The problem is you can’t have two different threads operating in different working directories. One “cd” would overwrite another. You could have different processes but then you’re now recreating a shell, in which case you might as well just write it in Bash (for example).
On the one hand, on Linux with the clone system call, you actually can have a "thread" that shares memory, file descriptor table, etc, but not working directory (or chroot):

        If  CLONE_FS  is  not  set,  the  child  process  works on a copy of
        the filesystem information of the calling process at the time of the
        clone() call.  Calls to chroot(2), chdir(2), or umask(2) performed later
        by one of the processes do not affect the other process.
On the other hand: what you say is true of posix threads, code built atop clone is unlikely to be portable, etc, etc.

More generally, it's very much the case that the process-global nature of the working directory makes some things tricky. On the other hand, there are ways around that.

If the only pieces that need to reference the working directory are processes you're spawning, the answer is simple - carry a description of the intended working directory through your computation, and actually chdir between the fork and the exec.

If the only pieces that need to reference the working directory are things you will be writing as a part of the current project, you can use "at variants" (openat, fstatat, unlinkat, etc).

You can stitch these two together as needed.

What's awkward is if you need to use library code that references the current working directory and does not use "at variants". In that case, you could play some awkward game with a mutex, setting the cwd only for the duration of individual operations and restoring it afterward (although that does require knowing when these operations may be performed).

Or you could fork your process along the lines you need to draw.
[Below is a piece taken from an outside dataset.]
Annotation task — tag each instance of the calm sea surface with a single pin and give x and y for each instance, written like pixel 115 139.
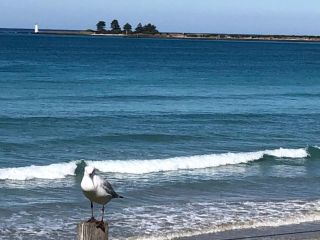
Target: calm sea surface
pixel 198 136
Splitting your view of memory raises questions of IPC. In particular, if you want to pass language-specified data structures that gets complicated - particularly if they may contain references. If you can get away with treating everything as passing streams of bytes over actual pipes, it's pretty straightforward. To my mind, this is probably most of what's meant by "shell-script like", and while you're recreating part of a shell, it's actually not very much of a shell, it should be well contained in the library, and you have room for a much better story around things like error handling. I don't have a sense of whether any of the particular libraries discussed here are actually addressing exactly this issue or whether they actually do a good job of any of it.